Still, the inspector general report found widespread concerns for worry, including whether the numbers the VA is currently reporting are even accurate. For instance, the watchdog said:

• The Veterans Benefit Administration, a large office inside the VA responsible for determining payments for medical, death and retirement benefits, “used methodologies that were not statistically valid to estimate improper payments for two of its three reported programs.”
• Auditors were unable to determine the error rate for the VA’s pension program because “because VBA combined the Compensation and Pension programs in reporting on improper payment rates
• The VBA did not properly account for some of the monies it tried to recover from
• The VA was late in filing two required IPERA-related reports to Congress and had to correct a third report because of errors.

The inspector general has spent significant time pressing the VA to improve its financial management, especially on the issue of erroneous payment. One reason is that once a mistaken payment is made, the VA’s ability to recover the money is substantially constrained, both by law and capability.

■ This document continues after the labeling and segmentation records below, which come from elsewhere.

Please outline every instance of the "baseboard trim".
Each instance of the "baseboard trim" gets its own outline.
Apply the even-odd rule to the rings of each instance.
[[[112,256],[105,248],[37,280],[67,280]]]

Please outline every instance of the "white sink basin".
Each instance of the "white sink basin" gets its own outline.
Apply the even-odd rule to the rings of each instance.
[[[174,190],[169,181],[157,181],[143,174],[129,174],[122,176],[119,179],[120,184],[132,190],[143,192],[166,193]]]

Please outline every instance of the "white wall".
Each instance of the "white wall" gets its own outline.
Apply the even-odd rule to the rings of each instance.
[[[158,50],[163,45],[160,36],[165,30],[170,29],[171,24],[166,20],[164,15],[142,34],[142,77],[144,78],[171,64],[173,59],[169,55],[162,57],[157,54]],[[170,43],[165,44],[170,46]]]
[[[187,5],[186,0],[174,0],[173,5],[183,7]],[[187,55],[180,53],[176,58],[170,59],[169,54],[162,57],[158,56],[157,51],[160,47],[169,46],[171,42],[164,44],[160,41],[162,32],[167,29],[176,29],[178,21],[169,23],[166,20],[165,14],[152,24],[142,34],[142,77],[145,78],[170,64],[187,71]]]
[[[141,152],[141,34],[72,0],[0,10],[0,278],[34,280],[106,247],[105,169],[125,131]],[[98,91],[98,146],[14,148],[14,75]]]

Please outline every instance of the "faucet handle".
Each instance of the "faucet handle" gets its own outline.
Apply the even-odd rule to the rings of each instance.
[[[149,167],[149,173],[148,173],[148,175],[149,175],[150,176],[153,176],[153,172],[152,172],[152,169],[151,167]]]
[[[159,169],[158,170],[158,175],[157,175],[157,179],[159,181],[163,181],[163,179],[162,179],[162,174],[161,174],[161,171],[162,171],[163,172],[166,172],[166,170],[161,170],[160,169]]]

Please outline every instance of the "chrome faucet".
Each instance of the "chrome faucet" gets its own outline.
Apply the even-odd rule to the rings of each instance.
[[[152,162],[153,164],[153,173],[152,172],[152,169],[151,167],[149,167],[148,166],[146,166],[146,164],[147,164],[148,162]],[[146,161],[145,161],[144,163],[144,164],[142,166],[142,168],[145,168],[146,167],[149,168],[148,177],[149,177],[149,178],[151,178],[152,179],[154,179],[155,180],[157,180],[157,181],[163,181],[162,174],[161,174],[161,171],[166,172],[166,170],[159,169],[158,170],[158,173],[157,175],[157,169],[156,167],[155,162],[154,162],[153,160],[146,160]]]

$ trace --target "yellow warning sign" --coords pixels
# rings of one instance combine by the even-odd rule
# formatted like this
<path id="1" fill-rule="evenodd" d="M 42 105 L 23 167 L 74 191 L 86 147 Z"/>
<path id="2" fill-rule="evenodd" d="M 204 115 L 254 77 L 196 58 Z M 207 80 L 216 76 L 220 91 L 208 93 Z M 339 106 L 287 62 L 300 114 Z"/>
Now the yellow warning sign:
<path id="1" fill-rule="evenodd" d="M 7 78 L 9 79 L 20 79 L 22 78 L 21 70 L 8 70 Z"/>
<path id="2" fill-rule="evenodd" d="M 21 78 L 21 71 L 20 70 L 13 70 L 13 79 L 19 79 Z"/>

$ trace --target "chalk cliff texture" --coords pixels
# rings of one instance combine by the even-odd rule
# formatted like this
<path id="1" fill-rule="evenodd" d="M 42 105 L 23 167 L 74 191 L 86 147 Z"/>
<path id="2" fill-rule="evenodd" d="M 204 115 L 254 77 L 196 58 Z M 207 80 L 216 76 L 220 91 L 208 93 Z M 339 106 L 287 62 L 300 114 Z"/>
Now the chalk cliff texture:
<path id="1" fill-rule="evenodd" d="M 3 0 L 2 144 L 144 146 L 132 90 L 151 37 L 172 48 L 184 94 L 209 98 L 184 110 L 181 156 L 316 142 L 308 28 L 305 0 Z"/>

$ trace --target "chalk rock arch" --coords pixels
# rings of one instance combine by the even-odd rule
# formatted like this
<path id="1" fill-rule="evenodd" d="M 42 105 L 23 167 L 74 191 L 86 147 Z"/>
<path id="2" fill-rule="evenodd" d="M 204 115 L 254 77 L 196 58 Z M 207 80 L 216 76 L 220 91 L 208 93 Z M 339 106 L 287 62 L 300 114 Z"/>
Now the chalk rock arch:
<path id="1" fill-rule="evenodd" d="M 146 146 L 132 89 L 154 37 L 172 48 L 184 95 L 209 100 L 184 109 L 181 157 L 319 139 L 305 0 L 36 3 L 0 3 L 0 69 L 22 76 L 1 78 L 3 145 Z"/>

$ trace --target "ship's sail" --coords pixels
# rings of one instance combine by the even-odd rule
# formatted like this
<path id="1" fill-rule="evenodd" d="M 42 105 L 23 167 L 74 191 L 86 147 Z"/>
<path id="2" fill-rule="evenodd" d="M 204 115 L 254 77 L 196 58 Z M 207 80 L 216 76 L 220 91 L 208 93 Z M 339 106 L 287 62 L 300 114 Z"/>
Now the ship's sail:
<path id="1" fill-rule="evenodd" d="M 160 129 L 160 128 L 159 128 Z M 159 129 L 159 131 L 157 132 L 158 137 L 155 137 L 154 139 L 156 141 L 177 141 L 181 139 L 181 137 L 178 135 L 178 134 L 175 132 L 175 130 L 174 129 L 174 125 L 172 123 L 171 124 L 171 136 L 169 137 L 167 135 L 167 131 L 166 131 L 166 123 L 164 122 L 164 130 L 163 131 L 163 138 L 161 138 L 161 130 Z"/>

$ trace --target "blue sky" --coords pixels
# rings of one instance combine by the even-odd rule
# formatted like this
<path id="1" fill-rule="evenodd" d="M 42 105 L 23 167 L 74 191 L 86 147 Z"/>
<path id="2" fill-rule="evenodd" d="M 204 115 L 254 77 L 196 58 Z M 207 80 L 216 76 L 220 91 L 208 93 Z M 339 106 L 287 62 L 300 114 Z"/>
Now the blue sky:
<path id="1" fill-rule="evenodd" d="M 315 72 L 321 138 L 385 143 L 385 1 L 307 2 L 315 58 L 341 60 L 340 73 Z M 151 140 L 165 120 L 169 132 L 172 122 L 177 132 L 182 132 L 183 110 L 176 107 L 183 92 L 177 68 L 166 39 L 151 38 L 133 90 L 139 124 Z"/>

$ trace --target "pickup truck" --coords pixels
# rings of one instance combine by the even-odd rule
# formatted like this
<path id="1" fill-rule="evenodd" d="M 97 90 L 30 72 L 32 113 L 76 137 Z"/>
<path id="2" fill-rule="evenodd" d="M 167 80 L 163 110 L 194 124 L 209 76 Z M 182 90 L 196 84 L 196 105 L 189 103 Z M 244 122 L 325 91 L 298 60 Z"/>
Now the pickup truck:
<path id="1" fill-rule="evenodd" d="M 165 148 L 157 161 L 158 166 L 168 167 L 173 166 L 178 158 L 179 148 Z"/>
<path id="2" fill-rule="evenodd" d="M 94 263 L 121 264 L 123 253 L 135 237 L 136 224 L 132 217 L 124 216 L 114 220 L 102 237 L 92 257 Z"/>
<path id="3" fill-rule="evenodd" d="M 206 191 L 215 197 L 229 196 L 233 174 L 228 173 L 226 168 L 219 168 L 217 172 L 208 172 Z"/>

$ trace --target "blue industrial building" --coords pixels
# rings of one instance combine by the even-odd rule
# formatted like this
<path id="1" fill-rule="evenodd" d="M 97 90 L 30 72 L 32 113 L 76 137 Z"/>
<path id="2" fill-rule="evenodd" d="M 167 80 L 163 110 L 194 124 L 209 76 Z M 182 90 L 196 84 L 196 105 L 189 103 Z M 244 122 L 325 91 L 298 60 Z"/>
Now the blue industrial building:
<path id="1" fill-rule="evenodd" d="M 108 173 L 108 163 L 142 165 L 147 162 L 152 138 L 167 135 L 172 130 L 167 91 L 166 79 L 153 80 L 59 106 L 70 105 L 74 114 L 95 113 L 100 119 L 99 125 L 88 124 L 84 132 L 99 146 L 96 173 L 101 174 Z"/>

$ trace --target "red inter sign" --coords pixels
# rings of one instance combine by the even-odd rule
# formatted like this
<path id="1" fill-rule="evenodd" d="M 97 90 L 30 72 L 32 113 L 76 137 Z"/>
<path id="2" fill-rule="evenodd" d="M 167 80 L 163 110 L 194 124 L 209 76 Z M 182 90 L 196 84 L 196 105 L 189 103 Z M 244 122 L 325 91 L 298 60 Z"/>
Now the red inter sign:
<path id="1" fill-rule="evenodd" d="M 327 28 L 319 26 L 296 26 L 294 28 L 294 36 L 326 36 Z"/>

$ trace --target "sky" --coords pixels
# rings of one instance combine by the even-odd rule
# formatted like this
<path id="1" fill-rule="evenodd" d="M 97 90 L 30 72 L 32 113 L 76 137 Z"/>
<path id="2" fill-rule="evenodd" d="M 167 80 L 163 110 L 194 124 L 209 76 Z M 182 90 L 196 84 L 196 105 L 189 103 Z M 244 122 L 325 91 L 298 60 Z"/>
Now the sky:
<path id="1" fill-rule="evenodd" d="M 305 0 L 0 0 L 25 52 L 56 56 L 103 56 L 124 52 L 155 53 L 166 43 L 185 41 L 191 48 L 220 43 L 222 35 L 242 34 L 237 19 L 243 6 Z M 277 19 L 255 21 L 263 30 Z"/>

Of the $2.2 billion in improper payments in 2012, VA was only able to recover less than one percent, or $18.6 million, after the fact and it stopped just $11.1 million in improper payments before they were sent.

The erroneous problems are the latest problem to hamper the much-maligned and overburdened VA. Over the last six months, the Washington Guardian has highlighted numerous other problems, including:

The VA says it is taking the erroneous payment problem seriously, forming a task force governed by its Chief Financial Officer last year that has already held several summits “to increase our knowledge of improper payments – types of improper payments, what types are avoidable, what types aren’t, and root causes.”

“These actions will set the stage for our work in the coming years,” it added.